Resist the temptation to put too much stock in the opinions of your military men. In the international legal no man's land of conquered territory, resist the temptation to believe that a state undeclared can remain indefinitely ungoverned. Resist the temptation to believe that human beings can indefinitely accept a permanent state of war and the deprivation, grief, and despondency that are part and parcel of it.
2. Stop reveling in your pariah status
Listen to your critics. They may have a point. Just because the whole world seems to be against you doesn't mean that you're necessarily doing anything right.
Fool your enemy ? approach him. You have offered a cease-fire of 50 years' duration. A positive step. Now try this: Make the same offer, without immediately following it with a renewed commitment to the destruction of Israel.

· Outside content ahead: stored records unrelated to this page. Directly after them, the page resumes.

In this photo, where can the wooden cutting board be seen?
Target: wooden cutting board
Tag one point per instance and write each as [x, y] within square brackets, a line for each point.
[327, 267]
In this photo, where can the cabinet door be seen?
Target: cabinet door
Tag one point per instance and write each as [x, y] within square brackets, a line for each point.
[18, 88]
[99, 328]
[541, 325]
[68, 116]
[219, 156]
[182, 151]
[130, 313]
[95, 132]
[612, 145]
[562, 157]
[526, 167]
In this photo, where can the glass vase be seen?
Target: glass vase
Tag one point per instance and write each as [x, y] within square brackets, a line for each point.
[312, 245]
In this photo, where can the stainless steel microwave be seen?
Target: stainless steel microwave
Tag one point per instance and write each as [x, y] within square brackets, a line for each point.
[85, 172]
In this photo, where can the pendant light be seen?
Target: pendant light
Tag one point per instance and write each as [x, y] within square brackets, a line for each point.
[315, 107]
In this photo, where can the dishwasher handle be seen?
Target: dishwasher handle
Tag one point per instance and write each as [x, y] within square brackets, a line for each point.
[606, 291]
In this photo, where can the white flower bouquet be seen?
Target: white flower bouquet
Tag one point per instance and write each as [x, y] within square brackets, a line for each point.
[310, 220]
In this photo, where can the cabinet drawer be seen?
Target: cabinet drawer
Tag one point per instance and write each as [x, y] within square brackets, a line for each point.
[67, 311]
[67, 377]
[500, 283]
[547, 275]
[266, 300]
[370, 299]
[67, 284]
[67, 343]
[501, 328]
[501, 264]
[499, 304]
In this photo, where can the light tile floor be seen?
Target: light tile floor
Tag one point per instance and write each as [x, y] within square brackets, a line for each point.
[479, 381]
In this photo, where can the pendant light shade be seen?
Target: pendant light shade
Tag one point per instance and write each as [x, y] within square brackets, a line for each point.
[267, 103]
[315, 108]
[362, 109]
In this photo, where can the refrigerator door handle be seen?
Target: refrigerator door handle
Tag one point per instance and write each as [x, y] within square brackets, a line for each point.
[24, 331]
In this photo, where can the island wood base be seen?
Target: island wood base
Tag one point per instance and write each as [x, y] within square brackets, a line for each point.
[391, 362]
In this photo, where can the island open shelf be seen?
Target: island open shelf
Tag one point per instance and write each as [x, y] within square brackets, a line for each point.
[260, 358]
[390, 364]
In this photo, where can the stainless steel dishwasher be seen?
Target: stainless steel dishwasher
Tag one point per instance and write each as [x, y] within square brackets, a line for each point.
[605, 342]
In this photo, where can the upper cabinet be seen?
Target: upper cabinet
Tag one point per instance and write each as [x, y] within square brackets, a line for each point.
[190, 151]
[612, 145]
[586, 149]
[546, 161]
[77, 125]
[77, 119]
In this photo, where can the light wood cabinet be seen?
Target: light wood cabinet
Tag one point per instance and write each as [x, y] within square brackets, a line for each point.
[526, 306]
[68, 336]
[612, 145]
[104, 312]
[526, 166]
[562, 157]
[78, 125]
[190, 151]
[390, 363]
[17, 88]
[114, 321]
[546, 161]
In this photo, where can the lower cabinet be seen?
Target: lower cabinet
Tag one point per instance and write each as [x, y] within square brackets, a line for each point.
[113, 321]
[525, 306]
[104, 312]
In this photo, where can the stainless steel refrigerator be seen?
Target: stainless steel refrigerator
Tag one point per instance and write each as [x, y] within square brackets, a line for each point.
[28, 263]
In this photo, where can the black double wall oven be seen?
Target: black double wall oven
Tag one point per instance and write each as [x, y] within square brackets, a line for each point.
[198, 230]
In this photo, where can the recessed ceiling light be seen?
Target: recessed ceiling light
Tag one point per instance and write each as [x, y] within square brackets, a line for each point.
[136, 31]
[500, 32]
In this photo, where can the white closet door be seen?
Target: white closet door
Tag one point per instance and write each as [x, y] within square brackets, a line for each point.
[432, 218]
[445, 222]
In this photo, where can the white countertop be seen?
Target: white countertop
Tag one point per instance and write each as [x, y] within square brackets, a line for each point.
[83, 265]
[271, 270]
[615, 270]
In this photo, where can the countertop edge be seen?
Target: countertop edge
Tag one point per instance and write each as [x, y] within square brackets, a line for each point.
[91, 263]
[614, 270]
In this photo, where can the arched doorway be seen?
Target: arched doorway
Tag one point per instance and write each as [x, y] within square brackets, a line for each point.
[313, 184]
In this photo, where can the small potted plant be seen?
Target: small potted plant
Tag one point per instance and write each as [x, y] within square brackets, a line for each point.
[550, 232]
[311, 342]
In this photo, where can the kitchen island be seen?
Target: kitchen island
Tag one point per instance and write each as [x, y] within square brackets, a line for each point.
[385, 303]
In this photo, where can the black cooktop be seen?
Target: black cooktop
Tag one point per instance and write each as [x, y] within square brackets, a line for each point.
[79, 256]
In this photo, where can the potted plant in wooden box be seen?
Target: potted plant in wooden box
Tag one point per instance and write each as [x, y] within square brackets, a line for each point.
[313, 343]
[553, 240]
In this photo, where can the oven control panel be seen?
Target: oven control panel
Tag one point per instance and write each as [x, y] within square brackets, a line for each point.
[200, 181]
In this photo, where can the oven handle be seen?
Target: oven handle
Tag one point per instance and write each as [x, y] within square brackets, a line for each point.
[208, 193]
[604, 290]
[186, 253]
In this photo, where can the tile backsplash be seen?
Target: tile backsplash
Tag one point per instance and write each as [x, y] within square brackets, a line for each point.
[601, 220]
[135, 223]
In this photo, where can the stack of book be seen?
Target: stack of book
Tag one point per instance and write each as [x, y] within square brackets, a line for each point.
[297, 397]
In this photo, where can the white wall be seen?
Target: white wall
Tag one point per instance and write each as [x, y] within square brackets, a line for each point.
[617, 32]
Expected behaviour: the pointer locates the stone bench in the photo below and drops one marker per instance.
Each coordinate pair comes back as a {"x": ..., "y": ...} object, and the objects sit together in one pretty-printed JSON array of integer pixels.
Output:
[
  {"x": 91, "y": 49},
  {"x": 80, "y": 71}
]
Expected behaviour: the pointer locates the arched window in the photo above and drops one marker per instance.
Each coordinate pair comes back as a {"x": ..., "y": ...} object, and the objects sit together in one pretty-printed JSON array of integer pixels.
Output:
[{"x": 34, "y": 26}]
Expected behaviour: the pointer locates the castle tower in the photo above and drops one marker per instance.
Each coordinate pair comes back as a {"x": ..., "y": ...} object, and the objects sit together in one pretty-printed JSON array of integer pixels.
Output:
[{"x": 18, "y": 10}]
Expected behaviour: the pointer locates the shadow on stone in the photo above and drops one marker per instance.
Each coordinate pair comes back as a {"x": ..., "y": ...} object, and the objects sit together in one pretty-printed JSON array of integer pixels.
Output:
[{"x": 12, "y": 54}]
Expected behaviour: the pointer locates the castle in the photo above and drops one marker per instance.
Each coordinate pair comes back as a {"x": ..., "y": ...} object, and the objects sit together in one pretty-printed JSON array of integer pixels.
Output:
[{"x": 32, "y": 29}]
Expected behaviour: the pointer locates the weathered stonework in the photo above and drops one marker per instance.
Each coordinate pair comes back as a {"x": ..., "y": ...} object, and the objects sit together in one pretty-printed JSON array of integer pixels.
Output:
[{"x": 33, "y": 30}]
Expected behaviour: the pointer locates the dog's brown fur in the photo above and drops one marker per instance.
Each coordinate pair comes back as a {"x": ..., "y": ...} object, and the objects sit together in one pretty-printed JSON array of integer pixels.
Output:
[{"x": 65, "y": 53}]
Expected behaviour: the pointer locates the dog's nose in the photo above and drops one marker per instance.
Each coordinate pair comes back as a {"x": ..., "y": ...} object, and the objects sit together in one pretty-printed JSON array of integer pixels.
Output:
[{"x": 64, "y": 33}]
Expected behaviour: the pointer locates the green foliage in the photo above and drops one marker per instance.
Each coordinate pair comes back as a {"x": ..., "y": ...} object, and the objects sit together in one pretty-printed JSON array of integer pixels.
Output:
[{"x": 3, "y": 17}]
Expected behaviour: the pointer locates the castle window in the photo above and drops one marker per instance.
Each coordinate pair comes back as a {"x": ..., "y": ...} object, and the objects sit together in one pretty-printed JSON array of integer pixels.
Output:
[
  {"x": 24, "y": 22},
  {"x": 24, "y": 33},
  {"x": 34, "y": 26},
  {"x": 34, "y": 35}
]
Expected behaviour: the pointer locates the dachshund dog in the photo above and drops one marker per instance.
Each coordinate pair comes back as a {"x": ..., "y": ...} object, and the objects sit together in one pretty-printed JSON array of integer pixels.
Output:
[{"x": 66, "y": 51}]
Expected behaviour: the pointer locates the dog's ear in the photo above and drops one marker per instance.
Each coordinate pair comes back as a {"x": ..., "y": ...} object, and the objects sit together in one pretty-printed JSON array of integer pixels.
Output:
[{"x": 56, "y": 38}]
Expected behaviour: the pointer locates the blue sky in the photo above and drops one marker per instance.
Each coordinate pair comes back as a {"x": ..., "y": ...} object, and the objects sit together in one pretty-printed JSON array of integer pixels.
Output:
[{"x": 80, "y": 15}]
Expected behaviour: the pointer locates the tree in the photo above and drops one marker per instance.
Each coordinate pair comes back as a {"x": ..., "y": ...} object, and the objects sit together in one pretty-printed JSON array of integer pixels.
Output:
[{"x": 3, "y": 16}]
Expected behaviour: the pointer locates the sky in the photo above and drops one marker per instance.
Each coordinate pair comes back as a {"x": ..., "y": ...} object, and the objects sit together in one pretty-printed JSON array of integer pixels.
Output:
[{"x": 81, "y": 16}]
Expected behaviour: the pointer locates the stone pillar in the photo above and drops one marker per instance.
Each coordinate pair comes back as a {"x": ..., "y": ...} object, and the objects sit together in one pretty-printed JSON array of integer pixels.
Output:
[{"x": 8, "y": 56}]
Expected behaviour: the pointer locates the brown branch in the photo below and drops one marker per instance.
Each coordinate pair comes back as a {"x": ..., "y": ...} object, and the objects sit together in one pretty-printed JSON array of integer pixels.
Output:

3. The world owes you. So what?
Of course, the world owes you for your suffering, for your deprivation, for your loss of homeland and livelihood and property.
Here's how it works in practice, though: The world owes a lot of people. Maybe that's why the world does not pay its moral debts.
It's up to you now. Fatah is too corrupt, too decayed, too broken to take the actions needed to create a real Palestine. An independent Palestine will come not through a cataclysmic military defeat of Israel, but through a bitter and intelligent diplomatic accommodation that gives each side the most it can expect under impossible circumstances.
4. The other side is a fact. Relate to it as permanent.
Golda Meir waved away the idea of a Palestinian people, Meir Kahane and Rehavam Ze'evi nursed dreams of expelling the Palestinian people. You're still here.
And so are we. Both sides have their separate readings of thousands of years of history, but the moral is the same. Both sides will do absolutely anything to remain here.
Perhaps one day, we might even go so far as to make peace.